Moda

12 vestidos de fiesta largos perfectos para estas navidades

Para esa cena, fiesta, fin de año o boda de noche. Para impresionar a tu ligue, o al que ya no es y quieres poner celoso (un clásico). Para sentirte guapa, sexy y sofisticada a la vez. Para subirte encima de esos tacones que tanto te gustan y sentirte la reina de la fiesta o la cenicienta moderna. Para todo eso, y más, están los vestidos largos. Una prenda mágica que aparte de estilizar consigue que nos convirtamos en las protagonistas indiscutibles de la noche.
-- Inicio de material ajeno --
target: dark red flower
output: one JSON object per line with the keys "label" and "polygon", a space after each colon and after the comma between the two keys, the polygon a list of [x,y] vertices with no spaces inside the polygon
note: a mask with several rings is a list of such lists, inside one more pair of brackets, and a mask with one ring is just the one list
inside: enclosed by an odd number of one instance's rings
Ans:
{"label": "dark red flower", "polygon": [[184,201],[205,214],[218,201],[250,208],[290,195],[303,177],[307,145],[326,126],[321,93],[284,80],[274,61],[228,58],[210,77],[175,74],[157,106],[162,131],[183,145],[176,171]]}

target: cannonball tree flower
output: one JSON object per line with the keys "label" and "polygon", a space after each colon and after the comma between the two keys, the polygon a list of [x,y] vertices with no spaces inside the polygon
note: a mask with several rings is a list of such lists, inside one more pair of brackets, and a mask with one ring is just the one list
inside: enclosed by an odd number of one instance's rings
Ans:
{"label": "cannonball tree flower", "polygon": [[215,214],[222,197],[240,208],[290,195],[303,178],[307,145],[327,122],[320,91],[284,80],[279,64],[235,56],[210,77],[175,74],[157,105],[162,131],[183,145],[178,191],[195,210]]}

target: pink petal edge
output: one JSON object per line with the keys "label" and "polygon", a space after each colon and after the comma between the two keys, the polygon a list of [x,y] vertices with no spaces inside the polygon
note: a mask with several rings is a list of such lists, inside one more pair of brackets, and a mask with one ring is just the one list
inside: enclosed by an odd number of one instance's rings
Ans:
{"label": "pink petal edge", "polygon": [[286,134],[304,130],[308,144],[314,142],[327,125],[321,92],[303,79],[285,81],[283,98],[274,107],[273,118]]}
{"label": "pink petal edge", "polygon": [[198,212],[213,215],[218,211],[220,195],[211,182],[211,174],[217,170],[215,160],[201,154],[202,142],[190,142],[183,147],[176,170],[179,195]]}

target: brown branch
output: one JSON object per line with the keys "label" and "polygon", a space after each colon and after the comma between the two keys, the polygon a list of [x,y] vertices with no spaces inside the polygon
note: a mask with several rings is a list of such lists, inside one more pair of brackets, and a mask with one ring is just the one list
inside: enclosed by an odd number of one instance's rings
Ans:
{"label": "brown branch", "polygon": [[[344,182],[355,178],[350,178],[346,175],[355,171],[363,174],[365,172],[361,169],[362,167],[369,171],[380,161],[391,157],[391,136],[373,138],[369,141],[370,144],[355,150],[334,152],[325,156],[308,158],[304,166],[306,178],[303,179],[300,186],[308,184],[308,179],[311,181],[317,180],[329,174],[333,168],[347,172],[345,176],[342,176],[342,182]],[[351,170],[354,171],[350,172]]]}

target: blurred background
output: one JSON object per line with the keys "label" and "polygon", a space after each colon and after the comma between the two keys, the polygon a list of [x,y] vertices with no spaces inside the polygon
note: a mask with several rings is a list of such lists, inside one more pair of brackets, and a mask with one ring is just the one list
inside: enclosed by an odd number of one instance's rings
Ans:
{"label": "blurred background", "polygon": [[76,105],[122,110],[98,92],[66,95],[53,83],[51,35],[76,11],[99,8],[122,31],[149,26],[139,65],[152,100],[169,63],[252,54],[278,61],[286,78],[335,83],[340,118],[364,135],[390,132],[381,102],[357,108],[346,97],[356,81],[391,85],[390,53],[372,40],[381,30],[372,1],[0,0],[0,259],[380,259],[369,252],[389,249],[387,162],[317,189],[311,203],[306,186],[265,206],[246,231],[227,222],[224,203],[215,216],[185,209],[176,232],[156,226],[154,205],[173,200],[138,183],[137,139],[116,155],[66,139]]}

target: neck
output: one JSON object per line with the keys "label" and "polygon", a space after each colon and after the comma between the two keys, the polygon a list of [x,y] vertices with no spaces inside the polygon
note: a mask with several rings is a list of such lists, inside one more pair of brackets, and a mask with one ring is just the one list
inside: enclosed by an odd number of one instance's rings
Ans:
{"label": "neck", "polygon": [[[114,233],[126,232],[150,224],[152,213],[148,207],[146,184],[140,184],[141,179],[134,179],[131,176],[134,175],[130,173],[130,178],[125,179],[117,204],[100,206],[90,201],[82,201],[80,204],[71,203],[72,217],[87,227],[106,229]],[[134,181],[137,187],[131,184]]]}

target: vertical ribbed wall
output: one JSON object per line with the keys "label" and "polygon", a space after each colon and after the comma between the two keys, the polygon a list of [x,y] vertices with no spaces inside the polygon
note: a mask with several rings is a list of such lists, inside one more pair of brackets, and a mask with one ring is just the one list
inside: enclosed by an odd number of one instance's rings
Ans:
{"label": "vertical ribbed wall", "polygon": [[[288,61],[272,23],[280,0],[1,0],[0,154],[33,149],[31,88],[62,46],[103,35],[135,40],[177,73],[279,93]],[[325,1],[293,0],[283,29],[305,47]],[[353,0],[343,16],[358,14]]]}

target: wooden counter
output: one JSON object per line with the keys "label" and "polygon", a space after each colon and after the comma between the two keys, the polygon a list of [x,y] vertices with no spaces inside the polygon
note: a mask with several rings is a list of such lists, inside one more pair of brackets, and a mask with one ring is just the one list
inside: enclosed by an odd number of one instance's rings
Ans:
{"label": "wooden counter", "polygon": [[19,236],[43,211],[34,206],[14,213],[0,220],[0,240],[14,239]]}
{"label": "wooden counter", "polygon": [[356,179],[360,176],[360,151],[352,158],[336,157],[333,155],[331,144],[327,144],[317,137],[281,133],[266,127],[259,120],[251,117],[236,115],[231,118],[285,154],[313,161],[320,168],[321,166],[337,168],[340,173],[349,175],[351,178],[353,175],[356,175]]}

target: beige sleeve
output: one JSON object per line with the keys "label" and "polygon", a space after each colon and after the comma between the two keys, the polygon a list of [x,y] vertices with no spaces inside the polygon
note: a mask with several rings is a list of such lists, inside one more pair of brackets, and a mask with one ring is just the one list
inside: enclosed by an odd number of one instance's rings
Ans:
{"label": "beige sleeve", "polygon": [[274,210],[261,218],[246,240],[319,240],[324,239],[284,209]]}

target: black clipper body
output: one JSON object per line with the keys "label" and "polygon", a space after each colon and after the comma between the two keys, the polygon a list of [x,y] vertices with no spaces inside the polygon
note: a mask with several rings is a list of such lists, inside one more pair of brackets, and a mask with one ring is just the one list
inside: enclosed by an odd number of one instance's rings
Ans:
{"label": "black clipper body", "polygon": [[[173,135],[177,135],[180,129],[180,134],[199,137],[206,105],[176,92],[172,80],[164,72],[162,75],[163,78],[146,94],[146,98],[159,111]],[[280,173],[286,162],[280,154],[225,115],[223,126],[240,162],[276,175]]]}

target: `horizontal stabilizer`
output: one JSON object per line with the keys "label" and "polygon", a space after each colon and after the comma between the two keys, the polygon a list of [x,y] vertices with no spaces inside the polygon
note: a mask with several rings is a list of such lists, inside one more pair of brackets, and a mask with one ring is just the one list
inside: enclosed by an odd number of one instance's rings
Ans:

Si estás pensando en ese compromiso al que ir muy arreglado o si tu indecisión es sobre lo que te pondrás para darle la bienvenida al 2018. Nosotras te ayudamos, no te preocupes. Solamente tendrás que coger papel y boli para apuntar tu o tus favoritos e ir rápido a por el elegido antes que alguien piense como tú y acabes quedándote sin él. Que luego llegan los “me lo tendría que haber comprado cuando lo vi”, “a ver que me pongo ahora” y su  búsqueda catastrófica y desesperada por las tiendas días antes del evento (otro clásico).

Así que si eres una indecisa, podrá escoger entre diferentes diseños y visualizarte dando vueltas a cámara lenta, porque la imaginación es lo que tiene, nunca termina. Apuesta por los escotes pronunciados en forma de V que sacarán el máximo partido a las mujeres con pecho pequeño, o si por el contrario eres una verdadera amante de las espaldas abiertas puedes decantarte por ese modelo. Para quien prefiere los diseños más clásicos, los cuellos altos o los modelos vaporosos, también están de suerte.

Ahora solo te falta escoger que zapatos, bolso y pendientes combinarán con tu vestido elegido. Así que ten mucho cuidado, porque lo que puede ser un acierto en toda regla puede convertirse en una horterada como escojas el complemento que inadecuado. Un consejo: siempre que dudes apuesta por unas sandalias básicas negras, un bolso monocolor y unos pendientes sencillos que no recarguen el look demasiado. Y por supuesto, el maquillaje y el peinado también son importantes. En los pequeños detalles esta la diferencia.